The solubilization and morphological change of human platelets in various detergents

The solubilization of human gel-filtered platelets by octyl glucoside, Triton X-100, dodecylsulfate, and deoxycholate was compared from the analysis of (1) cell lysis, (2) marker leakiness, and (3) component solubility. These analyses all revealed that the effect of detergent concentration on the solubilization of platelets by these detergents was exerted in three stages, i.e., the prelytic, lytic, and complete platelet-lysis stages. These analyses also indicated several differences among platelets in these detergents. (i) The ratio of the platelet-saturation concentration (PSC) to critical micellar concentration (CMC) was about 1/2 for octyl glucoside. Triton X-100 and dodecylsulfate, while it was close to 1 for deoxycholate. (ii) Platelets in octyl glucoside. Triton X-100, and dodecylsulfate all showed parallel curves in cell lysis, protein solubilization and marker leakiness, while the platelet lysis in deoxycholate was identical to the phospholipid solubilization. (iii) The solubility curves of various components in Triton X-100 and deoxycholate were parallel. However, the solubility of cholesterol in octyl glucoside was lower than that of protein and phospholipid. In dodecylsulfate, the solubility of phospholipid and cholesterol was very low in comparison with that of protein. In addition, morphological studies using scanning electron microscopy (scanning EM) revealed that the solubilization by octyl glucoside or Triton X-100 might occur via membrane area expansion.

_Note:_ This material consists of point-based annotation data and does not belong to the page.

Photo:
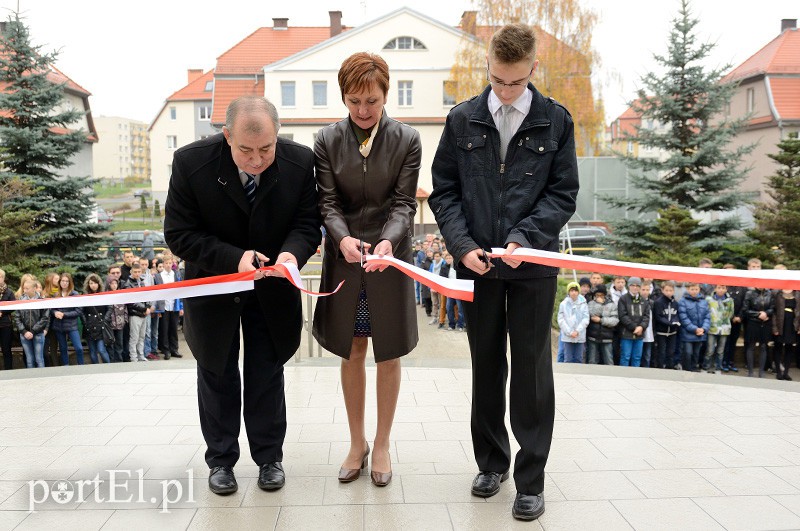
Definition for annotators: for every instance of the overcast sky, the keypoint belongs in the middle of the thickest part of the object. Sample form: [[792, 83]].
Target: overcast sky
[[132, 55]]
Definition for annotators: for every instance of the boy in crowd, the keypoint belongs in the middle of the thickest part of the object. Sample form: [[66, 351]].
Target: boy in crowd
[[595, 279], [634, 316], [603, 319], [736, 293], [615, 292], [586, 288], [138, 313], [667, 325], [720, 307], [648, 339], [695, 321], [573, 318]]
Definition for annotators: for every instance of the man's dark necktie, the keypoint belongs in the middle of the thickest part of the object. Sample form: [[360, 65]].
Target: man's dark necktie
[[250, 188]]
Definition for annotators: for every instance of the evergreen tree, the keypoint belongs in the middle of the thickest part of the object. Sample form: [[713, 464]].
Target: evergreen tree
[[673, 236], [17, 232], [38, 136], [698, 173], [779, 220]]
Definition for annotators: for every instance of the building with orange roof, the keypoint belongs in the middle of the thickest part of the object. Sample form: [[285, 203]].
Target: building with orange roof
[[769, 93], [625, 126], [296, 68], [76, 97], [184, 118]]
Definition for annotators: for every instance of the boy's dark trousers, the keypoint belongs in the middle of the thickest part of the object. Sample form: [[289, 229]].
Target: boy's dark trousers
[[615, 343], [513, 313], [730, 345], [665, 351]]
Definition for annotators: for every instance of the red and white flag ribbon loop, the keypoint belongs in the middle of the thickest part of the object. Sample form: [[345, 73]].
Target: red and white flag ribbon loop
[[453, 288], [772, 278]]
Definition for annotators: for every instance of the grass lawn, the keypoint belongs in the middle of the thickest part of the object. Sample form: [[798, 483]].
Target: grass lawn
[[105, 189], [134, 222]]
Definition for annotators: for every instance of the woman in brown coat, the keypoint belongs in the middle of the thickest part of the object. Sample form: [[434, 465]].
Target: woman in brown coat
[[367, 169]]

On the other hand, the solubilization by dodecylsulfate or deoxycholate showed membrane vesiculation prior to cell lysis. Moreover, in the prelytic stage, the morphological change in platelets in octyl glucoside showed only concentration dependence by swelling to an ellipsoid and then to a sphere. However, the morphological change in platelets in the other three detergents was dependent not only on the detergent concentration but also on prolonged incubation. Specifically, in Triton X-100, the cells initially changed to spiculate discs and then reached their final shape as swollen discs with surface invagination. In dodecylsulfate and deoxycholate the morphological changes were almost the same. The cell initially deformed in shape to a spiculate disc and finally to a stretched-out flat form. The results are discussed according to the bilayer couple hypothesis. Also, in the prelytic stage, these detergents caused inhibition of the response of platelets to collagen and ADP-fibrinogen.